Sanaa - Ali Rabea
Yemeni soldiers stand guard outside al-Saleh mosque in Sanaa
Yemen has asked the United States to supply it with drones to help it fight an al-Qaeda threat that recently forced Western countries to temporarily close diplomatic missions in Sanaa,
President Abd-Rabbu Mansour Hadi said on Thursday
Yemeni state news agency Saba quoted Hadi as telling police cadets that 40 suspected al-Qaeda militants had been killed in recent counter-terrorism operations as he vowed to keep fighting the Islamists until they laid down their weapons.
Opposition members and human rights activists have criticised the Yemeni government for allowing the US to carry out drone attacks on its soil. Hadi on Thursday dismissed the criticism, saying Yemen had allowed the United States to undertake such operations because his country did not possess such technology to carry out \"these precise military missions\".
The Yemeni leader defended the use of drone strikes, saying they were more accurate than other methods. He said that a 2009 strike that killed scores of Yemeni civilians in Abyan province resulted from a cruise missile and not a drone.
\"I have discussed the issue of helping us acquire this technology with the US administration,\" Saba quoted Hadi as saying, adding that the Yemeni army was capable of using drones.

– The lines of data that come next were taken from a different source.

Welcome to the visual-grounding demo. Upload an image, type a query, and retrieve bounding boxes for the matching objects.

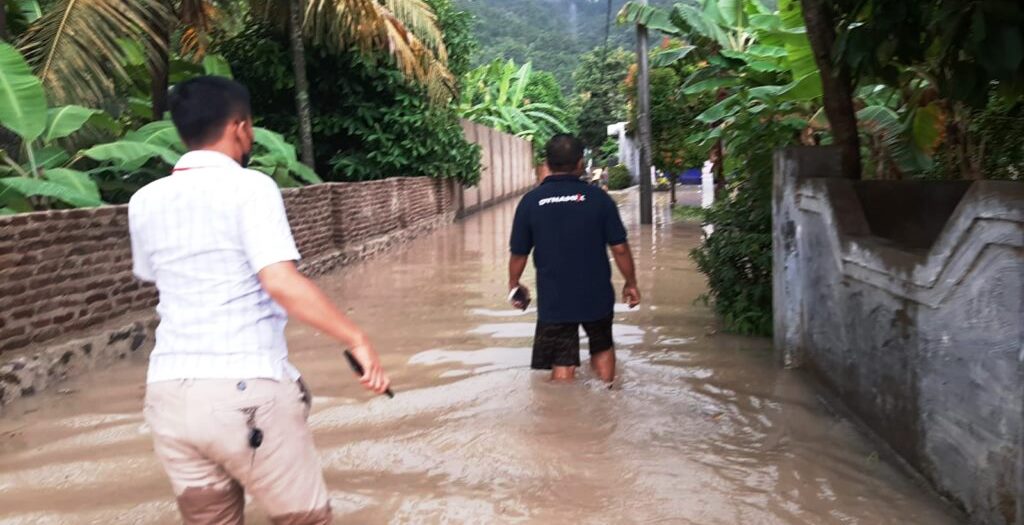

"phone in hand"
[509,287,530,311]
[345,350,394,399]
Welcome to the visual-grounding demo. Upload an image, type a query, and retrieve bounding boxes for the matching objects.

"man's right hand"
[509,285,529,310]
[623,282,640,308]
[349,342,391,394]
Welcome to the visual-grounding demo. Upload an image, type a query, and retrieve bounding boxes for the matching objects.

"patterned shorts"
[530,316,614,370]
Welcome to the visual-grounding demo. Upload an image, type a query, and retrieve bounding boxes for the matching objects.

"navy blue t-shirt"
[510,175,626,323]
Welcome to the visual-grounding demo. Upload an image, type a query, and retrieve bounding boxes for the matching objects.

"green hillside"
[457,0,673,91]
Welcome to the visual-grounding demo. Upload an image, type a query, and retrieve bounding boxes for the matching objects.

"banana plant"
[459,59,569,140]
[0,43,113,214]
[620,0,821,142]
[0,44,322,210]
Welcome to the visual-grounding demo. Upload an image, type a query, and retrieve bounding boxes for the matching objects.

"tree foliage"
[459,0,675,93]
[218,21,479,184]
[572,48,636,149]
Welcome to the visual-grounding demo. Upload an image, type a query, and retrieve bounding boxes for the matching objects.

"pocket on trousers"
[295,378,313,421]
[213,396,276,427]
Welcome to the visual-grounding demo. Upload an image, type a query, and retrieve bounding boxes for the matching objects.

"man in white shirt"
[128,77,389,524]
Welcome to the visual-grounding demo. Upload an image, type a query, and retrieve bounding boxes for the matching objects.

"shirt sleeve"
[240,174,299,273]
[128,203,157,282]
[604,195,627,246]
[509,199,534,255]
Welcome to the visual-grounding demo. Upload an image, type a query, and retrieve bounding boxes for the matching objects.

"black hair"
[544,133,584,172]
[168,77,252,147]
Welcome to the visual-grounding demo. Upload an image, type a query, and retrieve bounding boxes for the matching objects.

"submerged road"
[0,193,955,525]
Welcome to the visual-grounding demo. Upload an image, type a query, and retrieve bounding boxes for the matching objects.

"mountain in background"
[456,0,674,92]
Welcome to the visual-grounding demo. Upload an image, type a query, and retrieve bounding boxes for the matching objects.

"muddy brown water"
[0,190,956,525]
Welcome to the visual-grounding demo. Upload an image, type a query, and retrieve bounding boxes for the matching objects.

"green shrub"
[608,164,633,189]
[691,113,804,336]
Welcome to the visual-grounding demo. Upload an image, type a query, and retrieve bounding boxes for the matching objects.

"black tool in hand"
[345,350,394,399]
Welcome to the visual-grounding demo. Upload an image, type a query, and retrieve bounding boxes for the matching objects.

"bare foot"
[590,348,615,383]
[551,366,575,382]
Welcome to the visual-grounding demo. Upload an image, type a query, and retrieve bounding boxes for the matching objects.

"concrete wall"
[0,122,534,406]
[773,148,1024,525]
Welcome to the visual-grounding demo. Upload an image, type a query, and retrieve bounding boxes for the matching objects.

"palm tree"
[17,0,171,104]
[18,0,456,166]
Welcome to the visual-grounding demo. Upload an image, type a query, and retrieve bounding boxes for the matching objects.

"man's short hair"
[168,77,252,147]
[544,133,584,172]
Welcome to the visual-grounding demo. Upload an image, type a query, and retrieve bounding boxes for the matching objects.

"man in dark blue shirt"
[509,135,640,383]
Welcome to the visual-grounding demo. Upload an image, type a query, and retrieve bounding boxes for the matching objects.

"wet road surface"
[0,193,956,525]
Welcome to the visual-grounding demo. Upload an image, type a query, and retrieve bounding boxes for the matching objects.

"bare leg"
[551,366,575,381]
[590,348,615,383]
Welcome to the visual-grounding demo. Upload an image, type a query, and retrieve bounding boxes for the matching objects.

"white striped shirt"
[128,150,299,383]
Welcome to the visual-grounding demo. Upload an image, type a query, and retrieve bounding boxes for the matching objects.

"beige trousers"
[145,380,331,525]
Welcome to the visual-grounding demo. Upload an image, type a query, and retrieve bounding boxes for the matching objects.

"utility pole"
[637,0,654,224]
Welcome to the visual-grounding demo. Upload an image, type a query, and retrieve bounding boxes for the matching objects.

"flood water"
[0,190,956,525]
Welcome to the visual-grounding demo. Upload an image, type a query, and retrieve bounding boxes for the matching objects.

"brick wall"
[0,206,157,353]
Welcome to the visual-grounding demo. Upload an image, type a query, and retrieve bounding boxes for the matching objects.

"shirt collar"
[174,149,241,171]
[541,173,583,184]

The Yemeni army, with US backing, last year drove al-Qaeda militants and their allies from strongholds they seized during months of turmoil against Saleh\'s rule.
But the insurgents have since regrouped and launched several attacks on government officials and oil installations.
\"We will pursue them until they seek peace, give up their weapons and return to their senses as Yemeni citizens and not as enemies of Yemen, and kick out the foreigners who carry out these military attacks with them,\" he said.
Hadi hailed the successes of recent operations against al-Qaeda, saying they resulted in “killing 40 of militants, exposing many terrorist cells and thwarting many attacks by car bombs.”
On Tuesday the US reopened its embassy in Yemen, two weeks after it closed for fear of an al-Qaeda attack.
Sanaa was one of 19 US consulates and embassies in the Muslim world that were shut on August 4 amid what American officials said was a threat of an imminent attack.
The closures affected virtually all of the Arab world and were eventually extended to include parts of sub-Saharan Africa.
The other missions had already re-opened, but Yemen -- the home base of the militant faction al-Qaeda in the Arabian Peninsula -- was seen as the epicenter of the threat.
Yemeni authorities have since claimed to have thwarted the alleged plot, and there have been several reports of US drone strikes killing suspected militants.